Oprah Winfrey and many others speak up for the silenced voices during Golden Globes | YUYU YUYU

Oprah Winfrey and many others speak up for the silenced voices during Golden Globes

Maximilliano Onofre January 8, 2018 January 8th, 2018

This year’s Golden Globe were unlike any other. Although host Seth Meyer’s had promised no jokes about President Trump and his administration, the Globes were not without political talk. The discussion was led by the women of the #MeToo movement and the anti-sexual harassment group, Time’s Up.

Most of the attendees of tonight wore black in solidarity of the #MeToo movement; the coordinated wardrobes were part of an organized blackout by the Time’s Up campaign. Part of the efforts also included fighting sexual harassment, assault and inequality for women in all kinds of workplaces. More than 300 people in the entertainment industry raised over $15 million for a legal defense fund for those who have experienced workplace harassment. (To donate to the fund, click here: Time’s Up)

“May we teach our children that speaking out without the fear of retribution is our culture’s new north star.”

-Laura Dern

This small but significant fashion blackout meant that the conversation on the red carpet was no longer dominated by who wore what but instead what those walking the carpet stood for. This conversation was continued in the speeches given through the night.

After being honored with the award for Best Supporting Actress in a Series, Limited Series or TV Movie, actress Laura Dern gave a powerful speech. Reminding her colleagues and viewers that while many of us were taught not to tattle, this simple action was normalizing silencing victims. “I urge all of us to not only support survivors and bystanders who are brave enough to tell their truth, but to promote restorative justice. May we also please protect and employ them. May we teach our children that speaking out without the fear of retribution is our culture’s new north star.”

The highlight of the night was Oprah Winfrey’s speech during her acceptance for the Cecil B. DeMille Award. Winfrey gave a speech powerful enough to propel many to tweet out with the hashtag #Oprah2020. Though it is unknown if Winfrey will run in the next race for the presidency, this speech was powerful enough to see her as a potentially formidable candidate.

Winfrey spoke about wanting to create inspiration for other young girls who were seeing her as the first black woman to be given the Cecil B. DeMille Award.  She recalled her story of seeing Sidney Poitier receive the award in 1964, and feeling pride at seeing a black man win.

In her speech, Winfrey spoke about up for the women who did not have a voice to speak up for themselves. Saying, “I want tonight to express gratitude to all the women who have endured years of abuse and assault because they, like my mother, had children to feed and bills to pay and dreams to pursue. They’re the women whose names we’ll never know.,” she recognized the platform she has to speak up for others.

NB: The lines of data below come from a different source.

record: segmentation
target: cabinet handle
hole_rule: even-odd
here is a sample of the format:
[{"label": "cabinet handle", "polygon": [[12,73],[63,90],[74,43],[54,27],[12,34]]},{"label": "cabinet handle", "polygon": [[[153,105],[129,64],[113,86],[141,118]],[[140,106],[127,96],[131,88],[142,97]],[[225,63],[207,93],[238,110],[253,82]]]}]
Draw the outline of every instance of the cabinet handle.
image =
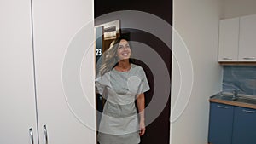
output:
[{"label": "cabinet handle", "polygon": [[242,110],[242,112],[247,112],[247,113],[255,113],[255,111]]},{"label": "cabinet handle", "polygon": [[218,107],[220,107],[220,108],[229,108],[229,107],[226,107],[226,106],[220,106],[220,105],[217,105]]},{"label": "cabinet handle", "polygon": [[244,60],[254,60],[255,57],[254,56],[252,56],[252,57],[244,57],[243,59]]},{"label": "cabinet handle", "polygon": [[44,125],[44,144],[48,144],[48,136],[47,136],[46,125]]},{"label": "cabinet handle", "polygon": [[223,58],[223,60],[233,60],[233,59],[230,58],[230,57],[224,57],[224,58]]},{"label": "cabinet handle", "polygon": [[34,144],[33,130],[32,128],[29,129],[29,136],[30,136],[31,144]]}]

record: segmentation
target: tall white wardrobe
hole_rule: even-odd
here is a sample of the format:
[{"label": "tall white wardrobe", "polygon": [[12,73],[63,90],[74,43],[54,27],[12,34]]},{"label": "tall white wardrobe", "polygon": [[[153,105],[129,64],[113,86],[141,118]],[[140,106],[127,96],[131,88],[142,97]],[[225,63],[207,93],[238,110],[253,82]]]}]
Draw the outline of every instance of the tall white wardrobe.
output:
[{"label": "tall white wardrobe", "polygon": [[96,144],[92,0],[0,1],[0,143]]}]

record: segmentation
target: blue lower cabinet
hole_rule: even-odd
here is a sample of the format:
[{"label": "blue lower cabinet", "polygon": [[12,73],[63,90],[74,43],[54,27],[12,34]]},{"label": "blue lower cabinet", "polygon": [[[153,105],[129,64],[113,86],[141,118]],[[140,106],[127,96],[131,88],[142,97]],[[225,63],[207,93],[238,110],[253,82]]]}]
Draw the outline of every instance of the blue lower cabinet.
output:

So I want all the girls watching here, now, to know that a new day is on the horizon!”

-Oprah Winfrey

She ended the speech by talking about Recy Taylor, a woman who had been sexually assaulted in her youth and had recently passed. Taylor had previously worked with Rosa Parks to try to convict her abusers but who was unable to do anything significant to these men.

Winfrey acknowledged that the work of women who are willing to speak up was what was changing the stories for women like Taylor in present time saying, “A new day is no the horizon! And when that new day finally dawns, it will be because of a lot of magnificent women…and some pretty phenomenal men, …[will] become the leaders who take us to the time when nobody ever has to say ‘Me too’ again.”

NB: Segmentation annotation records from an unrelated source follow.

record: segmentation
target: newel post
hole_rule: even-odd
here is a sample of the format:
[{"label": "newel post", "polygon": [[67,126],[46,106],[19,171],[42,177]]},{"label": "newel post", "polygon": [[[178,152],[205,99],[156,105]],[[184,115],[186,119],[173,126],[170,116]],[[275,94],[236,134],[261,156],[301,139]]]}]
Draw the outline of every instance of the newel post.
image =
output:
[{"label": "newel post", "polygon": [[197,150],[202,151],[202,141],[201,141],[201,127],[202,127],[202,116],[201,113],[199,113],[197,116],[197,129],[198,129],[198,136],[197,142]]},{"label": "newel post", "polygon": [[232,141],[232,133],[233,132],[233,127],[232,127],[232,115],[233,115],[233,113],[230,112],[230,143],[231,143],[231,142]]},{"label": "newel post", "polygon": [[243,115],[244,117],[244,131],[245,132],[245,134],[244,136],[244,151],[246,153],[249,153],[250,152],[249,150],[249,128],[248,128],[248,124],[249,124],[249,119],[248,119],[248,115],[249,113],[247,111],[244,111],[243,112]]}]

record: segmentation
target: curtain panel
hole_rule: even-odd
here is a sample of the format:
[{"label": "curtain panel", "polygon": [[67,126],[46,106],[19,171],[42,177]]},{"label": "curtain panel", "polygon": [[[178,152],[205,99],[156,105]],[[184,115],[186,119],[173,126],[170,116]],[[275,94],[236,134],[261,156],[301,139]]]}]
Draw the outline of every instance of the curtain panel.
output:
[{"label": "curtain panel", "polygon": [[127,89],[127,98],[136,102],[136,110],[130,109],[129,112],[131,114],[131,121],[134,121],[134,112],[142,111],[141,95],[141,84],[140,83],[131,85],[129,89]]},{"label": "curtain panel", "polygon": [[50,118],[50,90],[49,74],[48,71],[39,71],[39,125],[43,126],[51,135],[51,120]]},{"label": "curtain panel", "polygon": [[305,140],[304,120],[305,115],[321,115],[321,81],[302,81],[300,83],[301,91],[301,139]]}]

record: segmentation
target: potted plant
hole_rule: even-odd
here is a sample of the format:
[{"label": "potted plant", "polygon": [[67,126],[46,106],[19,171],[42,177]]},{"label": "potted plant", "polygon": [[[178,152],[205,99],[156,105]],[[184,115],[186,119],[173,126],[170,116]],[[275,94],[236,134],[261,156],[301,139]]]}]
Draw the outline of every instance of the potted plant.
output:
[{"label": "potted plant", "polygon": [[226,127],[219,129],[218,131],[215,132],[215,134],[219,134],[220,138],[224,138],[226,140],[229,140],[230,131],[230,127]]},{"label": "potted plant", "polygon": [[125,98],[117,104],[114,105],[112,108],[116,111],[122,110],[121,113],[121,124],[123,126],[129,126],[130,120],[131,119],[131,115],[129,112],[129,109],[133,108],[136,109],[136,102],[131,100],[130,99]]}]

However, Winfrey was not alone in her openness about politics. After Winfrey’s speech, Natalie Portman called out the lack of female nominees when presenting the Best Director Category. Before reading the names of the nominees, Portman said, “here are the all-male nominees,” which elicited shock among her peers. It was during the ending of the awards ceremony that Barbara Streisand reminded everyone that she is still the only woman to have won a Globe for directing… back in 1984.

Though these were not the only significant and politically charged moments of the night, they showed the spirit of a changing industry that is working to better itself.